This may not be relevant to most people but I just have to say it. I love perl.
No, I am not a Perl expert and I shouldn't go around telling people to start new projects using perl. But I still find myself using it and it is delivering in its promise of getting things done.
I'm in a position that most will call unfortunate, I have to maintain old tools that are crucial to an enterprise yet runs on legacy. Perl is one of the many languages that run in the background and keeps the system online.
The reason I find it pleasant to work with is not what you expect.
I spent a lot of time fixing bugs. The syntax is very weird compared to other languages. Even calling a function with the proper parameter required research. Here is what I did.
sub addNumbers($a,$b){
# add numbers
return $a + $b;
}
addNumbers(1,2);
You would think this would work, but when you run it, it fails. I also tried to include external files, to make my code more modular. Well you can't just have an include like in PHP, you have to jump through many hoops.
There are so many things that I tried to do and it failed miserably. Yet, here I am telling you that I love this language.
The reason, if you haven't figured it out already, is that Perl has passed my one and most important criteria for being a good programming language.

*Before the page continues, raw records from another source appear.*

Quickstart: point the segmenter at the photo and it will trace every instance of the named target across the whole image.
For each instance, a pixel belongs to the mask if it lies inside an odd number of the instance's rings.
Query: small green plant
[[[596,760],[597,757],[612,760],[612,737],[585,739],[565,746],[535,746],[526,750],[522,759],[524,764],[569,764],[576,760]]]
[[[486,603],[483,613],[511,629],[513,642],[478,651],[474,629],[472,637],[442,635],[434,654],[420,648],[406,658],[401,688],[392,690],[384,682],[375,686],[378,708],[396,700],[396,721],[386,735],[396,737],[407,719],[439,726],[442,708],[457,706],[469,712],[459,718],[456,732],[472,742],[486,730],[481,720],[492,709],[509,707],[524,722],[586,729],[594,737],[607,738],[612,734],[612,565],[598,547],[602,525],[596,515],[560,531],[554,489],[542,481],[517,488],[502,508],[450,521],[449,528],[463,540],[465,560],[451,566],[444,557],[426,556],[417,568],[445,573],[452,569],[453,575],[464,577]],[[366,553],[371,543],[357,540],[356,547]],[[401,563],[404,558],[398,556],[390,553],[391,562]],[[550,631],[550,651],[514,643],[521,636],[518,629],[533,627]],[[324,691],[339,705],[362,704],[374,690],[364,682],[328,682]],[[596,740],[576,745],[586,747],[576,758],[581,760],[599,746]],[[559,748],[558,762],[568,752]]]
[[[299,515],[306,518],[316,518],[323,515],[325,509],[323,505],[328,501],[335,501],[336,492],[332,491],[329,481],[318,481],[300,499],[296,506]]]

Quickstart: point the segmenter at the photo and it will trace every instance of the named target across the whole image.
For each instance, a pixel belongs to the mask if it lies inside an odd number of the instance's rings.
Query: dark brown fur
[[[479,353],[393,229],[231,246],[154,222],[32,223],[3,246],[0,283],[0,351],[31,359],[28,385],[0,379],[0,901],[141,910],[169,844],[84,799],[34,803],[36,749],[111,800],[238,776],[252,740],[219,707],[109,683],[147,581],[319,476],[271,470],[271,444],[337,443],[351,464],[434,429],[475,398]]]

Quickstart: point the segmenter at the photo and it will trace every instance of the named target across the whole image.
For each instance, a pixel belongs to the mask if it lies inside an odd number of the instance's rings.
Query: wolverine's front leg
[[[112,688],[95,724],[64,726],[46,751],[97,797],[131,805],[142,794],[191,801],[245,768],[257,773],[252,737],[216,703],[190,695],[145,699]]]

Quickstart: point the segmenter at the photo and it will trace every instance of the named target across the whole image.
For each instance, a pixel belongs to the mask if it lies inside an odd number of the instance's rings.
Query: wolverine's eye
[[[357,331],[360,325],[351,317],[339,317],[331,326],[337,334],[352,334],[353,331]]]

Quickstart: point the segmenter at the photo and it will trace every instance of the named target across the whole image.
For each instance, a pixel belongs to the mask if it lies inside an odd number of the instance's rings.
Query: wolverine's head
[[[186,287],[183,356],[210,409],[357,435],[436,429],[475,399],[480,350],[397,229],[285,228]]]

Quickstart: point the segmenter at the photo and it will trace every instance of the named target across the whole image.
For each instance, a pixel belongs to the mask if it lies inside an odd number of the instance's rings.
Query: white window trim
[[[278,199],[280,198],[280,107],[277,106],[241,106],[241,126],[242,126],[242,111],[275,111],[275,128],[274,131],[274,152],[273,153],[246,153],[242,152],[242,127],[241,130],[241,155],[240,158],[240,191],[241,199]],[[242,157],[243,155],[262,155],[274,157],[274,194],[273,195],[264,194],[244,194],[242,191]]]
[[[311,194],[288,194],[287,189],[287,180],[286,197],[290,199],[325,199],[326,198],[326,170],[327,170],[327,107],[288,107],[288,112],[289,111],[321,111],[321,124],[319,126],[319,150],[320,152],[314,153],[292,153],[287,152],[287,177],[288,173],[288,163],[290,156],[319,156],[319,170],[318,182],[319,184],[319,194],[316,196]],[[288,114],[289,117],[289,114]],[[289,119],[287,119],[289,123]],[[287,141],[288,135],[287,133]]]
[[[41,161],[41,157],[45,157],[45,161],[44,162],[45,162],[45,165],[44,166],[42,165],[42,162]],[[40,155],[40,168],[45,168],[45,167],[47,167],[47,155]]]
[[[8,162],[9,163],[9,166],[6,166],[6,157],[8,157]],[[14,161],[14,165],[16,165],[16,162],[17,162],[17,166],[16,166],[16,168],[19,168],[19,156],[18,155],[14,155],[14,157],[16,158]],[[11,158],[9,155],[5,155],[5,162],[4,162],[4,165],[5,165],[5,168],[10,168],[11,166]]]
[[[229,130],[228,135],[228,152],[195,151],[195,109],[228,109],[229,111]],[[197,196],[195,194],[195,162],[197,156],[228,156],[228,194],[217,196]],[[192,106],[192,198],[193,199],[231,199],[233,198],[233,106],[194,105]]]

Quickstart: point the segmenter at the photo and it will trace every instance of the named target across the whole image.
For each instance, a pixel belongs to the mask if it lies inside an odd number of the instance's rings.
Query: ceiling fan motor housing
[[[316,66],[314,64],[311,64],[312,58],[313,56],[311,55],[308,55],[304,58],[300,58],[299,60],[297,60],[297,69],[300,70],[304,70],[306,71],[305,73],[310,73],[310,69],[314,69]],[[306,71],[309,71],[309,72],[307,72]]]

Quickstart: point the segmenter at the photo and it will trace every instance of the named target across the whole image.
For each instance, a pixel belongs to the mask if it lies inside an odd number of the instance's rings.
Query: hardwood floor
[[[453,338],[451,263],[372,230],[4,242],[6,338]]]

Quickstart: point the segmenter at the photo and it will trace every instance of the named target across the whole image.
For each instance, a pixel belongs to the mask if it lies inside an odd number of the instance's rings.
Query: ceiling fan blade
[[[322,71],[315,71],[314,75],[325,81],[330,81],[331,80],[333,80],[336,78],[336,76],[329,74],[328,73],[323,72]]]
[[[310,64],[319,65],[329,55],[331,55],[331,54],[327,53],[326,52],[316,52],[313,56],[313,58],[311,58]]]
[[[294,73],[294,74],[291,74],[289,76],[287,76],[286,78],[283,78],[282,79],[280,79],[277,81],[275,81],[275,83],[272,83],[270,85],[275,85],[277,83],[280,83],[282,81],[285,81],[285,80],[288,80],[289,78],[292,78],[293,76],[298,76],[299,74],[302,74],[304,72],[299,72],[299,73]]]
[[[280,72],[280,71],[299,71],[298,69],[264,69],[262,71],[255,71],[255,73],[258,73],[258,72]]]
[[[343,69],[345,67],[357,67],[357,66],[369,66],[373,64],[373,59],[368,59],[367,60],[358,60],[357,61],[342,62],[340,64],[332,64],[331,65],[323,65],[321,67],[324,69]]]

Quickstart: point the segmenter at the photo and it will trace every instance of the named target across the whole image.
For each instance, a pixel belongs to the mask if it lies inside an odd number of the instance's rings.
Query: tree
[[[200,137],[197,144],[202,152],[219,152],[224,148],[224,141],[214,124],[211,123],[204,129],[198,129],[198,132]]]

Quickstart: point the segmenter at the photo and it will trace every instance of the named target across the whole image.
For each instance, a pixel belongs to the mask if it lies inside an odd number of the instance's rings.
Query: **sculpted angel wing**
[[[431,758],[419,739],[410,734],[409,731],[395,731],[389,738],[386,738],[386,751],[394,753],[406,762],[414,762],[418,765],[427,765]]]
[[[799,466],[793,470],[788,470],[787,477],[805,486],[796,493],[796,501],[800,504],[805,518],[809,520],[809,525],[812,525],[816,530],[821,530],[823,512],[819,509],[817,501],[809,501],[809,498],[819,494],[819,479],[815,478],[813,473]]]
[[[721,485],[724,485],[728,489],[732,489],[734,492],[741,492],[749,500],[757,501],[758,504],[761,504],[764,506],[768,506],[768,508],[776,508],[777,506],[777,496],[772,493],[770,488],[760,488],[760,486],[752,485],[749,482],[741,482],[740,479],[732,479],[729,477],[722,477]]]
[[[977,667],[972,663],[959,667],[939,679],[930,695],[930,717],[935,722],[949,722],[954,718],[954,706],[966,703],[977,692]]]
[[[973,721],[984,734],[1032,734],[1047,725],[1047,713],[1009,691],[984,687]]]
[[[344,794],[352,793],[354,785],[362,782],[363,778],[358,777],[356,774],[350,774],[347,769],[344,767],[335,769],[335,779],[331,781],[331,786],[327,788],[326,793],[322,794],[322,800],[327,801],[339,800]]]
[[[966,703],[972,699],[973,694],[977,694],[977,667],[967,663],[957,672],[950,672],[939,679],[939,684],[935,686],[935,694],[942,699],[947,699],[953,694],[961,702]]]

For me, the requirement is not that a program doesn't fail, but is that we know how it fails. Everything that goes wrong with Perl is extensively documented on the web. Searching about 'how to include files in perl' is well documented by someone who went through the exact same process. For me, it was someone who comes from PHP and wants to try perl. The documentation understood how I like to do things in PHP and how I would benefit from doing it in a different manner with perl.
You don't know how to pass parameters? Sure, let me show you how to do that. You don't know what this obscure error means? Let's fix that in 2 seconds.
Everything that was wrong with my code was fixed in a few minutes. Perl is an old language and it has many quirks, but we know and wrote about every single one of them.
I've been working for many years with JavaScript, and Sometimes I even pretend to be an expert. But solving meta problems with it has not been as smooth as it is with perl. With the new Ecmascript stuff coming out, there is not enough documented failures for me to just jump ship with it.
Anyway, yeah. I love perl because when it breaks I can fix it.